If I encounter a capabilities paper that kinda spooks me, what should I do with it?
post by the gears to ascension (lahwran) · 2023-02-03T21:37:36.689Z · LW · GW · 3 commentsThis is a question post.
Contents
Answers 12 Nathan Helm-Burger 4 NicholasKees 4 Seth Herd 1 mako yass 1 Alexander Gietelink Oldenziel None 3 comments
If I encounter a capabilities paper that kinda spooks me, what should I do with it? I'm inclined to share it as a draft post with some people I think should know about it. I have encountered such a paper, and I found it in a capabilities discussion group who will have no hesitation about using it to try to accumulate power for themselves, in denial about any negative effects it could have. It runs on individual computers.
edit for capabilities folks finding this later: it was a small potatoes individual paper again lol. but the approach is one I still think very promising.
Answers
There is an organizational structure in the process of being developed explicitly for handling this.
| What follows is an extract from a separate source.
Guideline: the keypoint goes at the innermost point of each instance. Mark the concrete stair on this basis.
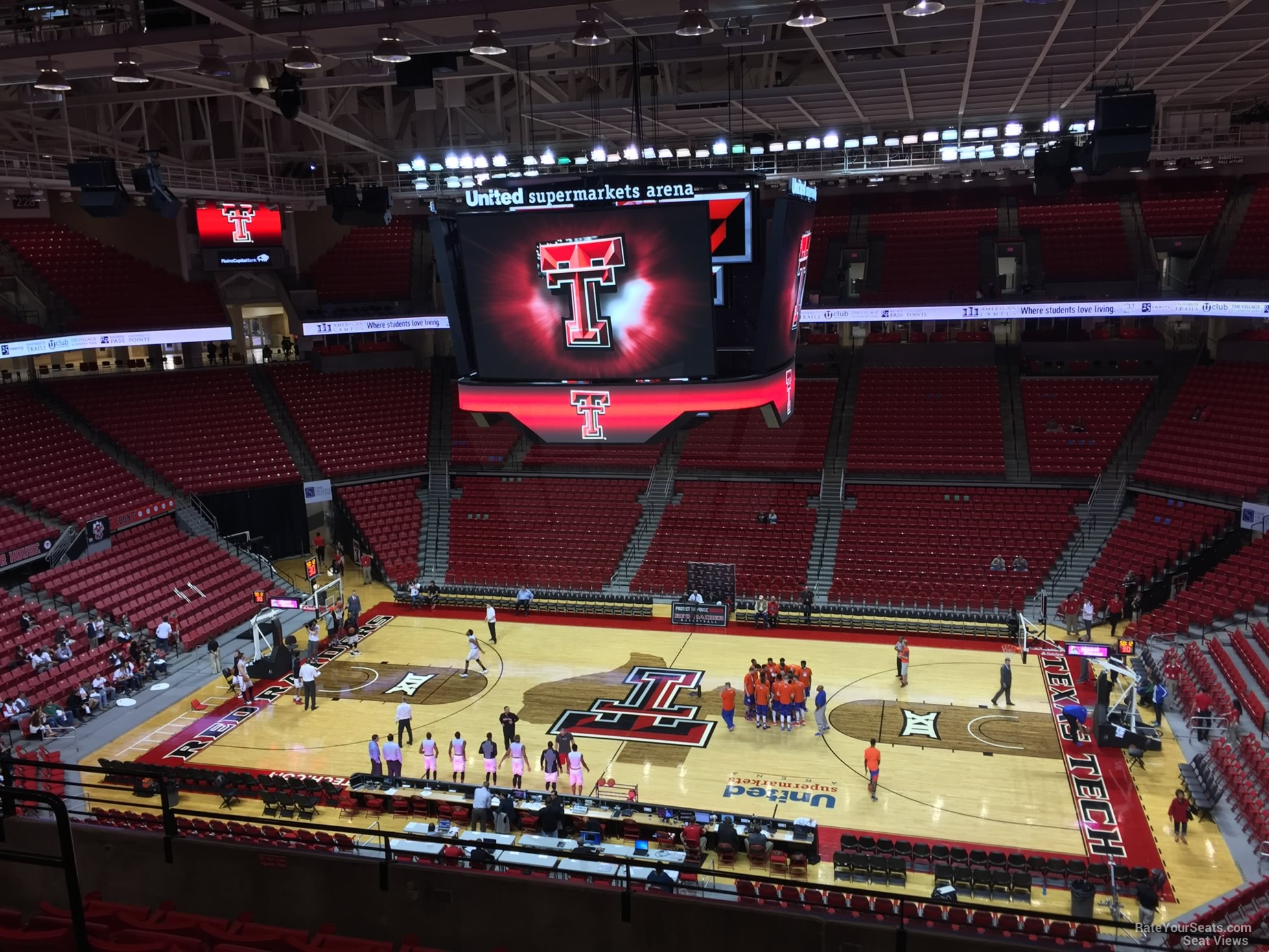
(658, 495)
(282, 422)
In the meantime please reach out to the EA community health team attn: 'AGI risk landscape watch team'. https://docs.google.com/forms/d/e/1FAIpQLScJooJD0Sm2csCYgd0Is6FkpyQa3ket8IIcFzd_FcTRU7avRg/viewform
(I've been talking to the people involved and can assure you that I believe them to be both trustworthy and competent.)
I think it's really important for everyone to always have a trusted confidant, and to go to them directly with this sort of thing first before doing anything. It is in fact a really tough question, and no one will be good at thinking about this on their own. Also, for situations that might breed a unilateralist's curse type of thing, strongly err on the side of NOT DOING ANYTHING.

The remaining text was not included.